The volume edited by Devesh Kaput and Pratap Bhanu Mehta, Navigating the Labyrinth: Perspectives on India’s Higher Education, deals with issues of higher education. ‘A significant body of literature, encompassing a variety of disciplinary stances, points to the social and economic exclusions and complexities that characterise higher education in India’, writes the reviewer. The editors see the massification of higher education in a post-globalised India as posing a ‘trilemma’ while deciding between scale, cost and quality. The volume is a collection of essays that discuss the challenges to higher education in the face of quality, access, financing and internationalisation. The reviewer notes that [F]or general readers, students, and researchers interested in understanding the new terminologies, concepts, and institutions, the book is a relevant reference point. For those concerned about the crisis in higher education, the book offers resolutions from one of the dominant political–economic perspectives. Those who disagree, or who envision the mission of higher education in other ways, may want to ask, do the resolutions suggested here necessarily lead away from the crisis towards the quality promised through autonomy?
The book opens up an important contemporary debate that educationists must understand and engage with.
The two other articles in this issue are more directly connected with teaching and the classroom, and focus on science and mathematics respectively.
Deepika Bansal’s article on feminism, science and science education makes a case for a more nuanced understanding and use of feminist critiques of science and science education. Science education, informed by the more complex critiques made by feminists, in her opinion, ‘has the potential to not just transform scientific culture, but scientific knowledge and our wider society as well. And such an act would make students realise that science indeed is a human affair—vulnerable to human foibles and fantasies, and corrigible by human praxis’.
Gayithri Jayathirtha’s article is an analysis of geometry school textbooks, based on the van Hiele model that proposes a five-level hierarchical system of geometric reasoning among children. This article is somewhat different in tone from the articles we usually publish in Contemporary Education Dialogue, but it has been included here as part of our effort to encourage well-researched articles in the domain of classroom practice that can have a direct impact in the classroom and on processes of teaching and learning.

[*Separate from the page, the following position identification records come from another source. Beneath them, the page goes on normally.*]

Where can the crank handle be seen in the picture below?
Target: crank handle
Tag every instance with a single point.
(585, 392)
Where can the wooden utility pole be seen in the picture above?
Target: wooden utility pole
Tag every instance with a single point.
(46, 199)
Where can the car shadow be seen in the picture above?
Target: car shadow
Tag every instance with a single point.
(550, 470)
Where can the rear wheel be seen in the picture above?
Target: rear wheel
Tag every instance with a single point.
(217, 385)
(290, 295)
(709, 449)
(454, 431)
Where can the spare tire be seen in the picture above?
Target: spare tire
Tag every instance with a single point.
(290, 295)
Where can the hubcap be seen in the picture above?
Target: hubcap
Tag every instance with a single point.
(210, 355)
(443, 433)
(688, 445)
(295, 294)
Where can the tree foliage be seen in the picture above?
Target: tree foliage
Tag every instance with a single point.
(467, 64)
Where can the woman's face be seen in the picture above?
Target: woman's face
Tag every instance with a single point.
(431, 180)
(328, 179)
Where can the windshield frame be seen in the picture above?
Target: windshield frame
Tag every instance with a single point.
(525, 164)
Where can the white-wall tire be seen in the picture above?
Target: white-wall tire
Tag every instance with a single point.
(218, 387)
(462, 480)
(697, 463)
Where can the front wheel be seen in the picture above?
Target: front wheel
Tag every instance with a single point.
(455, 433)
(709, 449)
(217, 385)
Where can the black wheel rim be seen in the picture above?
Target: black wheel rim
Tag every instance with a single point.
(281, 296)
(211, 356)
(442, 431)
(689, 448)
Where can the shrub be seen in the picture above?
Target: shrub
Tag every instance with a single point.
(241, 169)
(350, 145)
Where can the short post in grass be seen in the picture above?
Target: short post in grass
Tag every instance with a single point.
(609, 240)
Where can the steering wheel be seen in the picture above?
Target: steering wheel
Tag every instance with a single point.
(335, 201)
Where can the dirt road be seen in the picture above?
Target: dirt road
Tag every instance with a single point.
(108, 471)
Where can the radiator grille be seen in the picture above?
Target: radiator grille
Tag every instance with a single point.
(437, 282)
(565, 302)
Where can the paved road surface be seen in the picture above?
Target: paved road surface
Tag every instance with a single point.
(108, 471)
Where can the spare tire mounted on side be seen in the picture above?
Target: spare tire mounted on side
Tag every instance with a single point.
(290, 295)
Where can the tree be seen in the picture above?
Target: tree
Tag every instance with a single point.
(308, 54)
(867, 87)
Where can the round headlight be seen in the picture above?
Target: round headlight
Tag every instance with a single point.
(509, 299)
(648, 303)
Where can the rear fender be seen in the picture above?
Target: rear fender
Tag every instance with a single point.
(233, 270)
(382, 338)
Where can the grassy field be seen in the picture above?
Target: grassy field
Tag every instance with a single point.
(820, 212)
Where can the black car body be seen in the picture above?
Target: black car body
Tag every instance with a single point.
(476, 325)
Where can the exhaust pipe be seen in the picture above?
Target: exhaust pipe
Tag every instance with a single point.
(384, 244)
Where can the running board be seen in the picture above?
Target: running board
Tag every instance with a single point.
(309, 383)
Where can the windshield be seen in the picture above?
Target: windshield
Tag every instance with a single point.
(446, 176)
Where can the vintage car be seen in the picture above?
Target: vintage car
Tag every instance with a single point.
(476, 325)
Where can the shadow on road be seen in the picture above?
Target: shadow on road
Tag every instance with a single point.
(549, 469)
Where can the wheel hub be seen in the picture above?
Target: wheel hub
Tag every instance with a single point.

Another departure in this issue is the inclusion of a report, prepared under the direction of the Supreme Court, by a team of academics and practitioners on the practice of ragging, an issue that comes to the fore at the start of every academic year and that often has tragic consequences. Despite a government ban and regardless of interventions by the Supreme Court, ragging is still prevalent and is frequently ‘viewed as a “harmless” rite of passage’, with tacit support from parents, teachers and institutions. The aim of the report is ‘to deepen our understanding of this phenomenon, particularly the prevalence and nature of ragging practices’. It confirms the disturbing fact that this practice also plays out social hierarchies and is often targeted most brutally at socially marginalised students.